Ten Years A Food Blogger
Dear Me of Ten Years Ago,
Let’s see if I can remember the moment. You’re in your room of the apartment you share in Atlanta, Georgia with your friend Lauren, avoiding the stack of law school homework on your desk, and trying out potential blog names on Typepad. A week earlier, you posted a question on Ask Metafilter: “How do I become an internet phenomenon?” You asked that question in a manner that was both tongue-in-cheek and sincere. In a few months you’ll graduate law school, and then what? A career as a lawyer?
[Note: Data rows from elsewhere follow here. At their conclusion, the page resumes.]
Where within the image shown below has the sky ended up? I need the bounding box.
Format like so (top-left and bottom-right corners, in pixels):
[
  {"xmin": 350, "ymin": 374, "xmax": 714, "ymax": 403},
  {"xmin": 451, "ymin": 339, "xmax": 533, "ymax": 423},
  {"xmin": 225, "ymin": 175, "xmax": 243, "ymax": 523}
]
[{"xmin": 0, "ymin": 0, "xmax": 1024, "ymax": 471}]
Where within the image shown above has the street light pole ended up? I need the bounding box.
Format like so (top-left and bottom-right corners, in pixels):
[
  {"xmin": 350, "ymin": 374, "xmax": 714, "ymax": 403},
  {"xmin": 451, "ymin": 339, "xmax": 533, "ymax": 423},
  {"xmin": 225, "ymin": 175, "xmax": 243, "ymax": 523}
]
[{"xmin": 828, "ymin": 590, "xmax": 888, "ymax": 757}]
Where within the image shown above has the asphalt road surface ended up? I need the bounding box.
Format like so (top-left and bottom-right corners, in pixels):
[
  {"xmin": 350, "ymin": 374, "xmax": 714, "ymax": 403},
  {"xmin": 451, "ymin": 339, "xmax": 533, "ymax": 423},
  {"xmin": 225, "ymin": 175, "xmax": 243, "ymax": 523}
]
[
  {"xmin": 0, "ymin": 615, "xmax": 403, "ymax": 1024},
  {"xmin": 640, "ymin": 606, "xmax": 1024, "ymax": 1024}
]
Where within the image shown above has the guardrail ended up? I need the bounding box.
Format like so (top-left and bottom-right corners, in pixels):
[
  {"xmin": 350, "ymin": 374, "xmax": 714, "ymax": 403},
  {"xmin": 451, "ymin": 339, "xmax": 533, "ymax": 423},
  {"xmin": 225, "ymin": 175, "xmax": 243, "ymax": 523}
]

Litigating toxic torts for the law firm where you spent your previous summer in L.A.? The folks on Ask Metafilter offer advice, but this nugget from Aaorn stands out: “Having a single, narrowly-focused topic (assuming it’s an interesting single topic) will draw people more consistantly than a hodgepodge of random things that interest you.” Until you read that, you considered just doing an Adam Roberts blog with bits about musicals and books and the occasional recipe; but, really thinking it over, you realize that food–a subject that’s fascinated you ever since, two years earlier, you started watching Sara Moulton and Mario Batali on the Food Network–is something you’d enjoy blogging about on a regular basis. You type the words “amateur gourmet” into the HTML box and hit publish. A few minutes later, you write your first post–“The Birth of An Amateur Icon”–and send it out into the ether. You then frantically wait for your first comment. It comes from your friend Josh who, along with his wife Katy, urged you start the blog in the first place. Katy, I’d soon learn, would be my first troll, with comments like: “OMG!!!! You are HILARIOUZZZ!!! Are you singel seriously because I LOVE GUYZ WHO ARE FUNNY AND ALOS I LOVE FOOD!!!!”